Wayne Nash continues his discussion of solids control with a look at current techniques.

Hydrocylones are fixed-wall centrifugal separators that are designed for separating solids from liquids. Solids are forced to the wall of the cone and exit through the bottom; cleaned fluids exit from the top. Here, a hydrocyclone is being used to dredge contaminated sediments of the Miami River. Photo courtesy of the U.S. Army Corps of Engineers.
Last month, I wrote about the reason for and the historical methods of solids control. This month, I’ll bring things a little more up-to-date with the newer, more modern methods of solids control.

This is where it gets interesting. Some pretty sharp engineers have spent a lot of time on this subject and can do amazing things. Most of the technology comes from the oilfield. In the oilfield, solids control is not a luxury — it is an absolute necessity. Without proper mud chemistry and solids control, we would have drilled up all the cheap, easily available oil years ago. The fact that we now can access oil that was previously undrillable is thanks to sharp thinkers and having plenty of money available to solve the problems. Kinda like an old geezer with a bad bladder, the “trickle-down” theory finally worked for water well drillers. We now have access to the latest and best equipment available to make more hole faster, cheaper and better than ever before.

One of the simplest and most basic pieces of solids-control equipment is the desander. A desander is based on the principle of the hydrocyclone. The basic idea is: Pump mud into the outer edge of the top of a cone shape. The mud whirls around faster and faster as it travels down the wall of the cone. The solids are forced by centrifugal force to the outside, near the walls of the cone. The clean mud moves to the center of the cone. The solids eventually make it to the bottom of the cone and are forced out of an orifice by what is known as underflow. The clean mud, minus the solids, travels upward through the center of the cone and is discharged out the top, back to the suction pit.

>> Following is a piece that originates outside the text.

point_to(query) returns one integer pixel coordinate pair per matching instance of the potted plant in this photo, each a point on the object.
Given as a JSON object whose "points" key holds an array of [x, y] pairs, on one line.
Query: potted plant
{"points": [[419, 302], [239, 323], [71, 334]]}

Hydrocyclones come in a variety of sizes. The size designation is based on the inside diameter of the top of the cone. The smaller the cone, the finer the cuttings it will remove. This is because a smaller diameter produces a higher G force, which force smaller cuttings to the outside. The downside is what is called throughput. The smaller cones only will process a small amount of mud, and on large systems, a large number of cones are necessary. Large cones easily process large amounts of mud, but don’t remove all the fines.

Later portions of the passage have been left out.